Le quartier général de Seb Black est en face du cinéma Quartier Latin, dans les studios d'Emery Street Records. C'est son lieu de travail, sa maison et le théâtre de ses vices, qu'ils soient alcoolisés ou littéraires.

«Je ne suis propriétaire d'aucun objet dans le building. Je n'ai pas de téléphone, pas de char et pas d'adresse, lance-t-il. [Le fils du célèbre luthier] Godin est venu à mon show et m'a donné deux guitares. Une chance, car j'avais cassé celle que mon ami m'avait prêtée...»

C'est grâce à son partenaire d'affaires Francis Lemay que l'aventure des studios Emery Street Records est possible. «Je m'occupe de la gestion et Seb s'occupe de la création artistique», explique Francis Lemay. Témoin privilégié du talent de Seb Black depuis 10 ans, ce courtier hypothécaire l'a gentiment pressé de se consacrer enfin à un premier album.

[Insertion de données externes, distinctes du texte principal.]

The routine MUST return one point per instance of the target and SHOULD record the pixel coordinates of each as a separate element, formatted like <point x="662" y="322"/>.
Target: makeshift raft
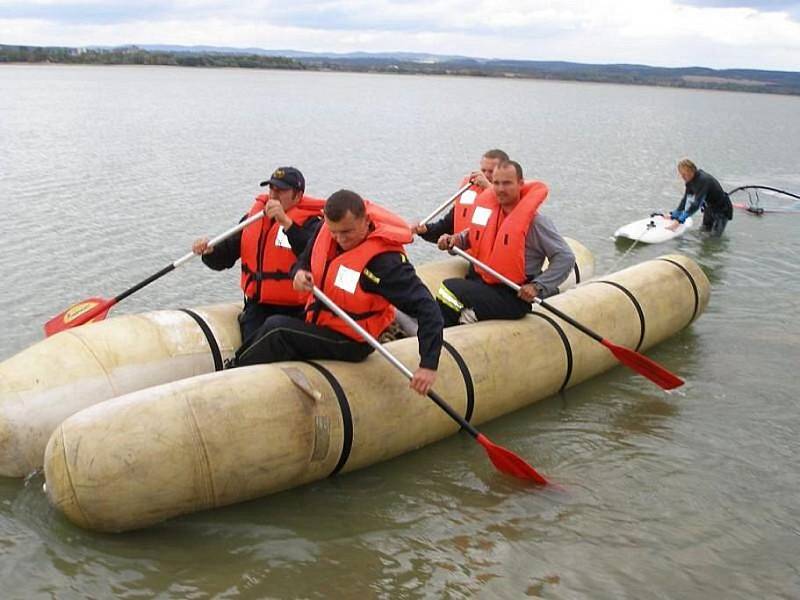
<point x="77" y="368"/>
<point x="238" y="434"/>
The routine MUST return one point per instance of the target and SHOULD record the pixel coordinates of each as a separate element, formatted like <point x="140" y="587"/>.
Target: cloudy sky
<point x="714" y="33"/>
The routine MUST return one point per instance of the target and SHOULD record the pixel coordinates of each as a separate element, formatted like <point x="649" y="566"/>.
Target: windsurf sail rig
<point x="761" y="199"/>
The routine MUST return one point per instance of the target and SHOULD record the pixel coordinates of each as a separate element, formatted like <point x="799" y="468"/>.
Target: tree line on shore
<point x="748" y="80"/>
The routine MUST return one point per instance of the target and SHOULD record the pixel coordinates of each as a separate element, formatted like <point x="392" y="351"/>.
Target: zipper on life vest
<point x="260" y="260"/>
<point x="317" y="304"/>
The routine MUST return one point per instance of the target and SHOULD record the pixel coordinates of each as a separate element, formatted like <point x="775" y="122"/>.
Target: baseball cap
<point x="286" y="178"/>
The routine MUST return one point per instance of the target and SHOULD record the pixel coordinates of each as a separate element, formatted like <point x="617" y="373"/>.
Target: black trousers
<point x="254" y="314"/>
<point x="487" y="301"/>
<point x="714" y="223"/>
<point x="289" y="338"/>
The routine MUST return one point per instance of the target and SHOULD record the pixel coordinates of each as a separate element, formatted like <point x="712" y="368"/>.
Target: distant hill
<point x="749" y="80"/>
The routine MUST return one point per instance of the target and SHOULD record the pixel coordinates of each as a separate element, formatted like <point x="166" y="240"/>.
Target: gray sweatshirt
<point x="543" y="241"/>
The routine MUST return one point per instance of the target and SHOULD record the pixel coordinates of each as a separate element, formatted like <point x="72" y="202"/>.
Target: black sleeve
<point x="226" y="253"/>
<point x="397" y="281"/>
<point x="299" y="236"/>
<point x="304" y="258"/>
<point x="702" y="185"/>
<point x="682" y="203"/>
<point x="437" y="228"/>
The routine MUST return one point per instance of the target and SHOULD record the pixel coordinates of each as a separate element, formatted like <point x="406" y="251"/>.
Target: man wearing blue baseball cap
<point x="268" y="248"/>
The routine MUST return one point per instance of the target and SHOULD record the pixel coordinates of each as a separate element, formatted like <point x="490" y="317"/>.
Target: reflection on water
<point x="108" y="174"/>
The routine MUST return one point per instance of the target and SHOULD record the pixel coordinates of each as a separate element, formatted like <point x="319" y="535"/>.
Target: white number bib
<point x="468" y="197"/>
<point x="281" y="240"/>
<point x="481" y="216"/>
<point x="346" y="279"/>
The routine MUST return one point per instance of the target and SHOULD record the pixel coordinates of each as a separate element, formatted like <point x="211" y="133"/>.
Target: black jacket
<point x="707" y="191"/>
<point x="391" y="275"/>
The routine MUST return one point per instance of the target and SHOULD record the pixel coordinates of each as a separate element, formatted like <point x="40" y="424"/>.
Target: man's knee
<point x="449" y="304"/>
<point x="267" y="344"/>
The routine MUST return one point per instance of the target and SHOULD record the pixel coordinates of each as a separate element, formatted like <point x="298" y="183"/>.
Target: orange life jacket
<point x="267" y="256"/>
<point x="338" y="275"/>
<point x="464" y="205"/>
<point x="498" y="239"/>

Seb Black a une voix rauque. Enfile les clopes. Son corps est tapissé de tatouages. Il a une vieille âme rock'n'roll et une mémoire défaillante qui cache une vie mystérieuse.

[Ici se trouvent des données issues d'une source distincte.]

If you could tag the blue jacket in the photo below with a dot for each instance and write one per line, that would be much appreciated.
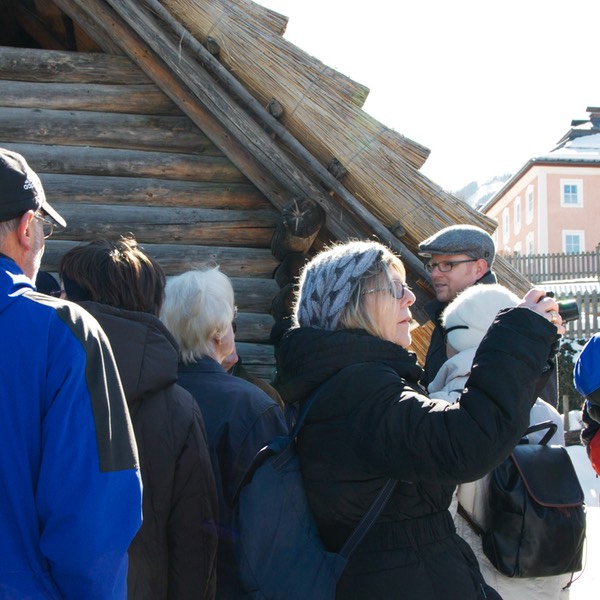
(71, 492)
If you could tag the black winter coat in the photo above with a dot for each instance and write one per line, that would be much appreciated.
(374, 422)
(240, 419)
(174, 553)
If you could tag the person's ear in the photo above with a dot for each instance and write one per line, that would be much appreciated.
(482, 267)
(25, 233)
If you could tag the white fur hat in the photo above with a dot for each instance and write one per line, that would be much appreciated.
(473, 311)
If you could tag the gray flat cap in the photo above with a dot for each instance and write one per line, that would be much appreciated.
(460, 239)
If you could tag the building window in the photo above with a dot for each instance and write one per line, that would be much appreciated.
(517, 214)
(530, 248)
(505, 225)
(573, 242)
(571, 193)
(529, 204)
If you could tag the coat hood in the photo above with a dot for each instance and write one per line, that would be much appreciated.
(307, 357)
(145, 352)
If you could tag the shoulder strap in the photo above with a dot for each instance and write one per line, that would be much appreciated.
(551, 426)
(378, 504)
(368, 519)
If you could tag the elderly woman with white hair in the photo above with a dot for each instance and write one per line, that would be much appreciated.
(240, 418)
(373, 421)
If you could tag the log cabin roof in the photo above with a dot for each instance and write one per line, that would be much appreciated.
(193, 124)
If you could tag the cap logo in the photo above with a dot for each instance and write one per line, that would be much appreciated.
(29, 185)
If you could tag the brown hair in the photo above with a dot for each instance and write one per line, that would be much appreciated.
(115, 273)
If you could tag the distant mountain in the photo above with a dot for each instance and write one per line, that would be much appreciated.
(476, 194)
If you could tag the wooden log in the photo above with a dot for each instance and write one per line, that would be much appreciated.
(253, 327)
(254, 294)
(82, 18)
(26, 64)
(108, 130)
(289, 269)
(139, 99)
(126, 163)
(106, 20)
(177, 258)
(301, 221)
(151, 192)
(283, 303)
(158, 225)
(259, 359)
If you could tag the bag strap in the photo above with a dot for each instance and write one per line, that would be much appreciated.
(369, 518)
(462, 511)
(551, 426)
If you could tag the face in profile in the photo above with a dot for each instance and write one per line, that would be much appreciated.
(389, 305)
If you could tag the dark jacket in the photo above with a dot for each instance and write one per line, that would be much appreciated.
(174, 554)
(373, 422)
(240, 419)
(436, 352)
(70, 495)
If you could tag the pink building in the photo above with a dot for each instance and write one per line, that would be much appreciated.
(552, 204)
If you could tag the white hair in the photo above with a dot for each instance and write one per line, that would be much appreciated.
(198, 306)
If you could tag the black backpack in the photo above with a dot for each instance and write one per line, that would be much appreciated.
(281, 556)
(535, 515)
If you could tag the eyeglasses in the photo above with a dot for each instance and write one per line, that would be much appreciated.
(396, 289)
(447, 265)
(47, 225)
(233, 323)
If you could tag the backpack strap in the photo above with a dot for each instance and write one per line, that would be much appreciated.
(368, 520)
(551, 426)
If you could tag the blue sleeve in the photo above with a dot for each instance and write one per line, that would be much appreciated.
(89, 488)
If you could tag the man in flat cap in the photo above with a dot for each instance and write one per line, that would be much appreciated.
(459, 257)
(71, 494)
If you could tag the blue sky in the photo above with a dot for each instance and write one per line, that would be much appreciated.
(484, 85)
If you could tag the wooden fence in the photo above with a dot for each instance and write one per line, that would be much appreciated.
(551, 267)
(588, 322)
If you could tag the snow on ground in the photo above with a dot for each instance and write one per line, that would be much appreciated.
(587, 586)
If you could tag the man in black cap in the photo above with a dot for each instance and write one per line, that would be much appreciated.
(459, 257)
(71, 494)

Depuis les débuts des studios d'Emery Street Records, Seb Black - qui aura 30 ans le 30 juillet - a enfilé des contrats de réalisation, en plus de collaborer avec Eddie Paul et le groupe Les Taverneux. Il a fait des spectacles au Divan orange et sa chanson Got No Twist a tourné à la radio l'été dernier, surtout sur les ondes de CHOM.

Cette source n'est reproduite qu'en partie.